Der amerikanische Weltreisende

Mark Twain in Wien

Mark Twain gilt als uramerikanischer Autor schlechthin. Zugleich war Samuel Langhorne Clemens, wie Twain mit bürgerlichem Namen hieß, passionierter Weltreisender. Dabei verschlug es den Literaten auch nach Österreich und Wien, wo Twain zwischen 28. September 1897 und 27. Mai 1899 lebte.

Neun Monate seines Wiener Lebens hat Mark Twain im Hotel Krantz verbracht, dem heutigen Hotel Ambassador. Dort wird am Vormittag seines 100. Todestages, am 21. April 2010, eine Gedenktafel im Beisein von Vertretern der US-Botschaft enthüllt.
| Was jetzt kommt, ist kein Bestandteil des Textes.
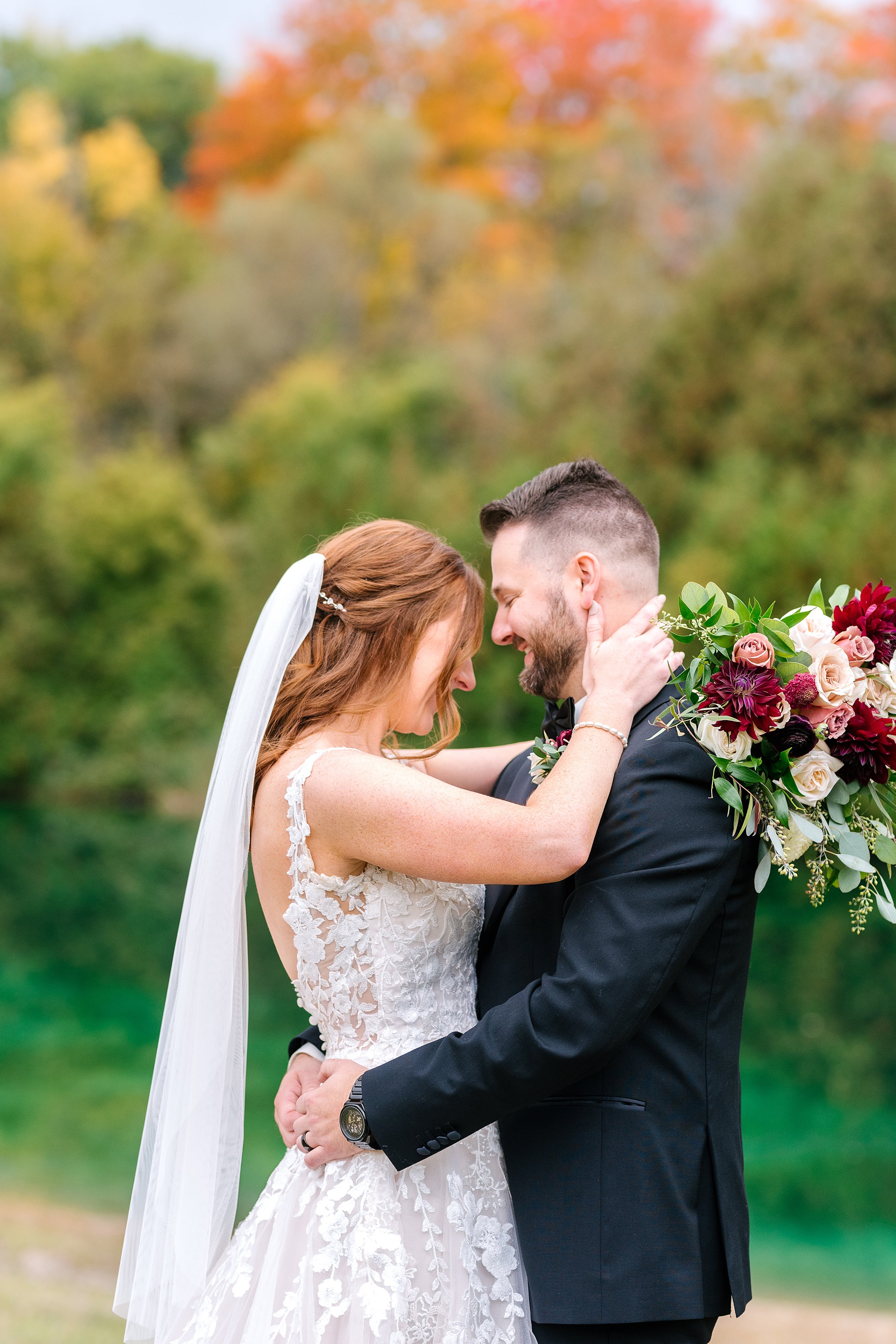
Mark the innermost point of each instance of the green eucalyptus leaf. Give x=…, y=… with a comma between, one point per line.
x=789, y=669
x=809, y=828
x=886, y=850
x=886, y=902
x=848, y=880
x=729, y=793
x=849, y=861
x=835, y=811
x=743, y=772
x=855, y=846
x=695, y=596
x=816, y=597
x=763, y=867
x=741, y=608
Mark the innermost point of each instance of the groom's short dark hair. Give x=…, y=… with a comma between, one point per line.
x=579, y=506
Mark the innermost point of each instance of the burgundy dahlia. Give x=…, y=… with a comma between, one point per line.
x=866, y=746
x=752, y=697
x=801, y=690
x=875, y=615
x=799, y=737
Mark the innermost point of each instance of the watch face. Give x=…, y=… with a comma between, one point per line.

Deutsche Sprache schwere Sprache

Der Grund für den Twainschen Aufenthalt in der Kaiserstadt war der Wunsch seiner Tochter Clara, beim Wiener Klavierlehrer Theodor Leschetizky Unterricht zu nehmen. Zum Star des Gesellschaftslebens avancierte jedoch der berühmte Vater. Bereits am 1. Oktober 1897, wenige Tage nach seiner Ankunft, empfing der Autor die ersten Journalisten im damaligen Hotel Metropol am Morzinplatz.
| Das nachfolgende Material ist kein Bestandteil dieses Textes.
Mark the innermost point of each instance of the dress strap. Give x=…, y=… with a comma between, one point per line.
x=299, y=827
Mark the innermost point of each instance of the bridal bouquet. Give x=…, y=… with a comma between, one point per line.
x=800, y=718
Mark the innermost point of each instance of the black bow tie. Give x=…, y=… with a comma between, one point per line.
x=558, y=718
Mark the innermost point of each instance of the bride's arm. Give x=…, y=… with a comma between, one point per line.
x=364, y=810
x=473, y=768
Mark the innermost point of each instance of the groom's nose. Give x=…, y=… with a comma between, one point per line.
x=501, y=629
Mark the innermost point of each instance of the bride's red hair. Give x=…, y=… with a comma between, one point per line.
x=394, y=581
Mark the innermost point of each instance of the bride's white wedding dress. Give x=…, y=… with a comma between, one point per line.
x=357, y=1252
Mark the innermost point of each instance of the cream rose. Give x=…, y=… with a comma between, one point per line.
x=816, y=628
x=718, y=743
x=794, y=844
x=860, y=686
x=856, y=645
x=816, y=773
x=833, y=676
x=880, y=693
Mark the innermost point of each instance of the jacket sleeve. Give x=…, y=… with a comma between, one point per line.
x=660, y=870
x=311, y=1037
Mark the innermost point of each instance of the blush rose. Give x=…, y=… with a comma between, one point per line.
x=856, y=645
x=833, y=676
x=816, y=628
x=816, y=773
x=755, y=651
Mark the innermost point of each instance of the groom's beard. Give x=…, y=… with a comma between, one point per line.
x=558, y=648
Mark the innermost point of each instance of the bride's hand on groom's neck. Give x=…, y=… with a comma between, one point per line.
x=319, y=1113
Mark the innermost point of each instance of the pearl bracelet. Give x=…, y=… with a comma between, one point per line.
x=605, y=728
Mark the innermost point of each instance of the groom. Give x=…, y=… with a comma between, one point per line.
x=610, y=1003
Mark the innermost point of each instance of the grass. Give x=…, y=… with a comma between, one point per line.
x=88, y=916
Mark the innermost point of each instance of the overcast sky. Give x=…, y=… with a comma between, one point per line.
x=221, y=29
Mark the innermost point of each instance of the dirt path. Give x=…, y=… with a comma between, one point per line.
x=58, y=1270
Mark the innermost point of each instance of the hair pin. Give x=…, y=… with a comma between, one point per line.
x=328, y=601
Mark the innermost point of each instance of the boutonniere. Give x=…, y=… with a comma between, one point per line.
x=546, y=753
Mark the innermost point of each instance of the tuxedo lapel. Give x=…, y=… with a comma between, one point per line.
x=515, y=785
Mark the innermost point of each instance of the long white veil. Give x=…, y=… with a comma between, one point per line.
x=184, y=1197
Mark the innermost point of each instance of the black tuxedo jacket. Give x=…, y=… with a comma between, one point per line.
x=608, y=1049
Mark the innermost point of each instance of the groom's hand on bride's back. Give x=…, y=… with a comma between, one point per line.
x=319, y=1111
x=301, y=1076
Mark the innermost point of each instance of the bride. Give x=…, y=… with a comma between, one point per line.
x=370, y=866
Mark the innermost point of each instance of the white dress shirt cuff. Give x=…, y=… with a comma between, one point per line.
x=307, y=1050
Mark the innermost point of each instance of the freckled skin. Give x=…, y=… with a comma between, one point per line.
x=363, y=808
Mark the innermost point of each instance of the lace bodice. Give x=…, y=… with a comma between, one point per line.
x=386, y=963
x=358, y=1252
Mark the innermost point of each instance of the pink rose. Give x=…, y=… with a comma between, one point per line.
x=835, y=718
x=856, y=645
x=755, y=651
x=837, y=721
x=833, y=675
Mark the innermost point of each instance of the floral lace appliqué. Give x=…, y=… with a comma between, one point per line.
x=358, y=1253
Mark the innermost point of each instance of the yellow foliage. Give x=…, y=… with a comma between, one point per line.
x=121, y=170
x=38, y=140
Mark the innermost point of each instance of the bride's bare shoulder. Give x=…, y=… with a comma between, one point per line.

Der publizierten Meinung seiner Interviewer, er spreche gut Deutsch, schloss Twain sich allerdings nicht an. In seinem berühmten Essay "The Awful German Language" (Die furchtbare deutsche Sprache), veröffentlicht im Reisewerk "A Tramp Abroad", schreibt der Autor:

Ein begabter Mensch kann Englisch in 30 Stunden, Französisch in 30 Tagen und Deutsch in 30 Jahren lernen.

Reges Society-Leben

Ungeachtet allen Kokettierens mit seiner vermeintlich unzureichenden Sprachkompetenz stürzte sich Twain ins Gesellschaftsleben, und die Wiener Society empfing den berühmten Gast mit offenen Armen. Der damals 25-jährige Karl Kraus kommentierte diesen Umstand im April 1899 in der "Fackel" gewohnt zynisch:

Mark Twain ist nach Wien geeilt und hat sich mutig und entschlossen in die Reihen derer gestellt, die ein Dasein 'unter anderen' führen.
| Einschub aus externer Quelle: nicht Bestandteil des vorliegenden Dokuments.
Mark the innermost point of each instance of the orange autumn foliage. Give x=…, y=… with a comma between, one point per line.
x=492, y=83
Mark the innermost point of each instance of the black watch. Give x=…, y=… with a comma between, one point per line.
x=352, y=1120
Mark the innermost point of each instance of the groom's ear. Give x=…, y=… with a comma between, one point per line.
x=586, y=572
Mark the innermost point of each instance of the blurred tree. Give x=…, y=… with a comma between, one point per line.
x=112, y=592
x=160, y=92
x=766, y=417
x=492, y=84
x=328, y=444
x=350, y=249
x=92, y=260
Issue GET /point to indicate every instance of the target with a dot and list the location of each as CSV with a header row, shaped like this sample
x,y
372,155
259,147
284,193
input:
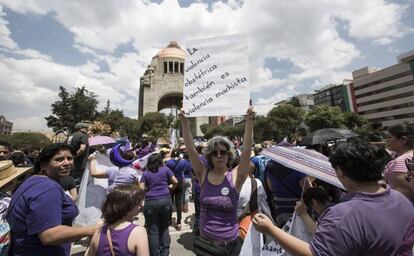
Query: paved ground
x,y
181,241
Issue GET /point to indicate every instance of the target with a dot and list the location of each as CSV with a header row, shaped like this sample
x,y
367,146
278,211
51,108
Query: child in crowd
x,y
119,235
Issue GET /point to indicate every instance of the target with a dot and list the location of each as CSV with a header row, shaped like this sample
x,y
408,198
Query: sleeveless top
x,y
218,209
119,241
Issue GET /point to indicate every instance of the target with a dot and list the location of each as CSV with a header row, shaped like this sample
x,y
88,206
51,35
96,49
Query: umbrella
x,y
322,136
100,140
306,161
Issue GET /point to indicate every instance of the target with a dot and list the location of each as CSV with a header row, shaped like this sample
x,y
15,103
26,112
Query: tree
x,y
114,118
286,119
22,139
324,116
71,109
154,124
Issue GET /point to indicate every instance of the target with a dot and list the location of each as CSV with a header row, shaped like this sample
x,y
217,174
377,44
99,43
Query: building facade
x,y
386,96
6,127
161,86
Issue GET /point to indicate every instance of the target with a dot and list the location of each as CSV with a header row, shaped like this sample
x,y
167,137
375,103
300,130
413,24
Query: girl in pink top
x,y
401,141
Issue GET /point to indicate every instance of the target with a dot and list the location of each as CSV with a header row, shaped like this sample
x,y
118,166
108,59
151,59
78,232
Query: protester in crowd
x,y
356,225
158,204
407,247
246,192
31,153
19,159
122,171
146,148
40,213
79,141
400,139
317,200
120,207
68,185
220,188
165,154
178,166
5,150
285,186
186,182
260,162
196,189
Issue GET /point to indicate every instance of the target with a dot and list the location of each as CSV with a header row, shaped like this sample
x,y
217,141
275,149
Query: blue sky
x,y
294,46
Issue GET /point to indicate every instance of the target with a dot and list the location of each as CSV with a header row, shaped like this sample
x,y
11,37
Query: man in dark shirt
x,y
79,142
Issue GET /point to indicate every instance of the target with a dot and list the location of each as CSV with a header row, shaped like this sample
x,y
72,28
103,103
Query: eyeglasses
x,y
222,152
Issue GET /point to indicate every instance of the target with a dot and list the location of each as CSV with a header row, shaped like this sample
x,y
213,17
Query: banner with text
x,y
216,76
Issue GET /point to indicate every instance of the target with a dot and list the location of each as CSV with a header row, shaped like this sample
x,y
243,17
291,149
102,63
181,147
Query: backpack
x,y
246,219
5,231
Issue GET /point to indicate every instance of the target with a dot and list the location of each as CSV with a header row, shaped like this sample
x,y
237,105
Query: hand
x,y
182,116
262,223
92,157
250,113
300,208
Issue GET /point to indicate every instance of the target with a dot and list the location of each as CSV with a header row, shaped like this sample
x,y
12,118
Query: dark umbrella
x,y
322,136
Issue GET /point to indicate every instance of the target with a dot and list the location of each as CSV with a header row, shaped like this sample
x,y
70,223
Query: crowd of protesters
x,y
374,215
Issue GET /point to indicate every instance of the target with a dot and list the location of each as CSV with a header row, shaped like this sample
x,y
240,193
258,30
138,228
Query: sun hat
x,y
117,159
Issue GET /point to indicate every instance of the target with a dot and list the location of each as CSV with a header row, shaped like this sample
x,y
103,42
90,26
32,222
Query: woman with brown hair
x,y
119,235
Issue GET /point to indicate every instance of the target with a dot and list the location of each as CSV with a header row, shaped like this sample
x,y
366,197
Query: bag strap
x,y
253,196
108,235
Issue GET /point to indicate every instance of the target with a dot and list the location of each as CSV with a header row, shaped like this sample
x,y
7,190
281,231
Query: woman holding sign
x,y
220,188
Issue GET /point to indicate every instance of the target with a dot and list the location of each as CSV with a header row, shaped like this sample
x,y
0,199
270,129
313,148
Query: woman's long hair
x,y
154,162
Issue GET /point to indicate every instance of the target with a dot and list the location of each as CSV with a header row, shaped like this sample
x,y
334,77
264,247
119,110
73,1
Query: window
x,y
171,66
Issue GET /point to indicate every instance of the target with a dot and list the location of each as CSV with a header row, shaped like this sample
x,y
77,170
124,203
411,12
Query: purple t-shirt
x,y
42,205
120,176
157,183
218,210
364,224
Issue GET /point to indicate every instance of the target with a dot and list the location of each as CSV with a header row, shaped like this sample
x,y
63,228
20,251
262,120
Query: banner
x,y
257,244
216,76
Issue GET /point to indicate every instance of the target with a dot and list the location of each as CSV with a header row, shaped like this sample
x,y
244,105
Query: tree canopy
x,y
72,108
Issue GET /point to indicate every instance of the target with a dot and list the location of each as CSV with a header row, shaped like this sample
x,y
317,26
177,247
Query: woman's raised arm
x,y
197,165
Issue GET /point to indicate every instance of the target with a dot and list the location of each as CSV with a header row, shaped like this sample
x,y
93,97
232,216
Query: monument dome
x,y
172,50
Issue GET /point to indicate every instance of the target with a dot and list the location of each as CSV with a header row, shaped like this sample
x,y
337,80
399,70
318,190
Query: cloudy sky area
x,y
295,46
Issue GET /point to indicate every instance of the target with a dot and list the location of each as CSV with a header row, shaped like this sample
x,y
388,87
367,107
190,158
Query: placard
x,y
216,76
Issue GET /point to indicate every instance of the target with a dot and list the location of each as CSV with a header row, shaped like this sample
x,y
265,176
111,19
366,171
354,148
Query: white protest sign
x,y
216,76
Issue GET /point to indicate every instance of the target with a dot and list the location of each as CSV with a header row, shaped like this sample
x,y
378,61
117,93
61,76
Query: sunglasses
x,y
222,152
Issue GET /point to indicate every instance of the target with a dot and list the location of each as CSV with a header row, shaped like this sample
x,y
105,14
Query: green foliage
x,y
22,139
115,119
324,116
264,129
155,125
286,119
72,108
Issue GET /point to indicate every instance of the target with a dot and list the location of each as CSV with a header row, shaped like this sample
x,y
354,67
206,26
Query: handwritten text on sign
x,y
216,78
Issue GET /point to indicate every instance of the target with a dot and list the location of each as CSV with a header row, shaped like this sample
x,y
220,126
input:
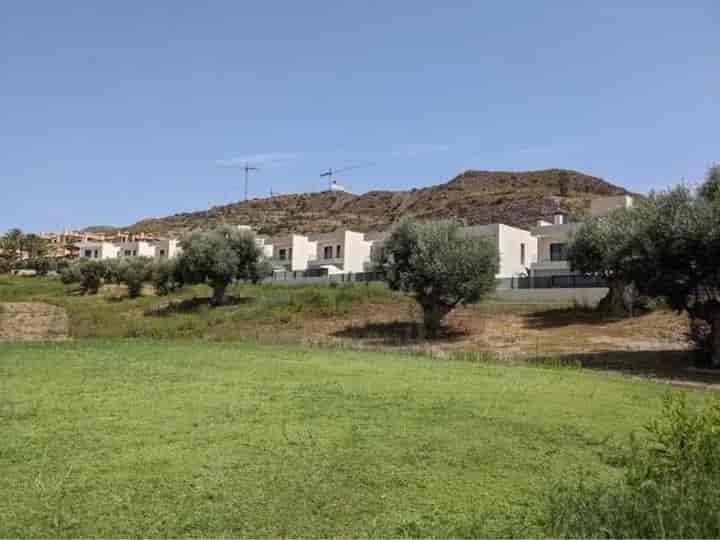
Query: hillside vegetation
x,y
478,197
Zugleich kam der Amerikaner auch in Wien seinem Interesse für Politik nach und besuchte bereits am 15. Oktober 1897 eine Sitzung des Gemeinderates und hatte später auch eine Privataudienz bei Kaiser Franz Joseph.

Sommersitz in Kaltenleutgeben

Viele der Wiener Werke Twains - darunter der Essay "Stirring Times in Austria" - sind im Sammelband "The Man That Corrupted Hadleyburg" veröffentlicht. Auch wichtige Teile seiner Autobiografie schrieb Twain in seinem Sommersitz im niederösterreichischen Kaltenleutgeben.

Nach Wien reiste er zu dieser Zeit nur selten. Das Begräbnis von Kaiserin Elisabeth am 17. September 1898 wollte sich der Amerikaner jedoch nicht entgehen lassen. Am 27. Mai 1899 verließ Mark Twain Wien und nahm - begleitet vom Winken einer Menschenmenge - einen Zug am Franz-Josefs-Bahnhof.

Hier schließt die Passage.